Implications and Future Directions
MedDINOv3 demonstrates that simple ViT-based architectures, when paired with targeted domain-adaptive pretraining, can close the performance gap with, and in some cases surpass, specialized CNNs in medical image segmentation. The findings suggest that the weak locality bias of ViTs can be mitigated through multi-scale token aggregation and high-resolution training. The marginal utility of gram anchoring in this context indicates that patch-level consistency is largely preserved with DINOv2-style objectives on large-scale medical data.

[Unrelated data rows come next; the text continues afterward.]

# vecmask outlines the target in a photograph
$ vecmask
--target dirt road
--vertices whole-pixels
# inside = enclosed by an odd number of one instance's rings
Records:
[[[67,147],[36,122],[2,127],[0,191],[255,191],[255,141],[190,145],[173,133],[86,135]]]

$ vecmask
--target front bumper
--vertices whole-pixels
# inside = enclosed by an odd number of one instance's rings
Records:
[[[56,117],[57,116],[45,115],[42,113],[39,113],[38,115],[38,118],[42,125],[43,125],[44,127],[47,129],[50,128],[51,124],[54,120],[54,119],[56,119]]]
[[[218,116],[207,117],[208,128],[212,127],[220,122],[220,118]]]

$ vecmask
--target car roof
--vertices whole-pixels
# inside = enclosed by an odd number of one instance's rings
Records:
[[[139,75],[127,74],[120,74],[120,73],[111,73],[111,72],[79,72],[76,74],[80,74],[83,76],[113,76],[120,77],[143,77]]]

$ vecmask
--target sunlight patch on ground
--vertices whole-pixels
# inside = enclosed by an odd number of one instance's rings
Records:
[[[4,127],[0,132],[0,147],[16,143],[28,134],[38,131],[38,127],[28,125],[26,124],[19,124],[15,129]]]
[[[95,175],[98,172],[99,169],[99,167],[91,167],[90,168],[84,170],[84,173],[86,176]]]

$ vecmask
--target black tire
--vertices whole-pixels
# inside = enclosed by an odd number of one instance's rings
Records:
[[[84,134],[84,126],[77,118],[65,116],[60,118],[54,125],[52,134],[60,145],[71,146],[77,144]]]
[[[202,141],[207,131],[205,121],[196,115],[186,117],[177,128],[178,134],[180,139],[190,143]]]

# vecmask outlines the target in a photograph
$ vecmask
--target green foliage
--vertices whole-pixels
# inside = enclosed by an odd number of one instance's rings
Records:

Practically, MedDINOv3 offers a unified, scalable backbone for diverse medical segmentation tasks, reducing the need for highly specialized architectures. The approach is extensible to other modalities (e.g., MRI, ultrasound) and tasks (e.g., detection, registration) with appropriate domain-adaptive pretraining. Future work may explore further architectural simplification, integration with multimodal foundation models, and efficient adaptation strategies for low-resource settings.
Conclusion
MedDINOv3 provides a robust framework for adapting vision foundation models to medical image segmentation, combining architectural refinements and domain-adaptive pretraining. The model achieves state-of-the-art performance on multiple benchmarks, demonstrating that ViT-based backbones, when properly adapted, are competitive with or superior to established CNNs. The work highlights the importance of large-scale, heterogeneous medical datasets and systematic pretraining strategies in transferring foundation model capabilities to radiology. MedDINOv3 sets a precedent for future research in unified, generalizable medical vision models.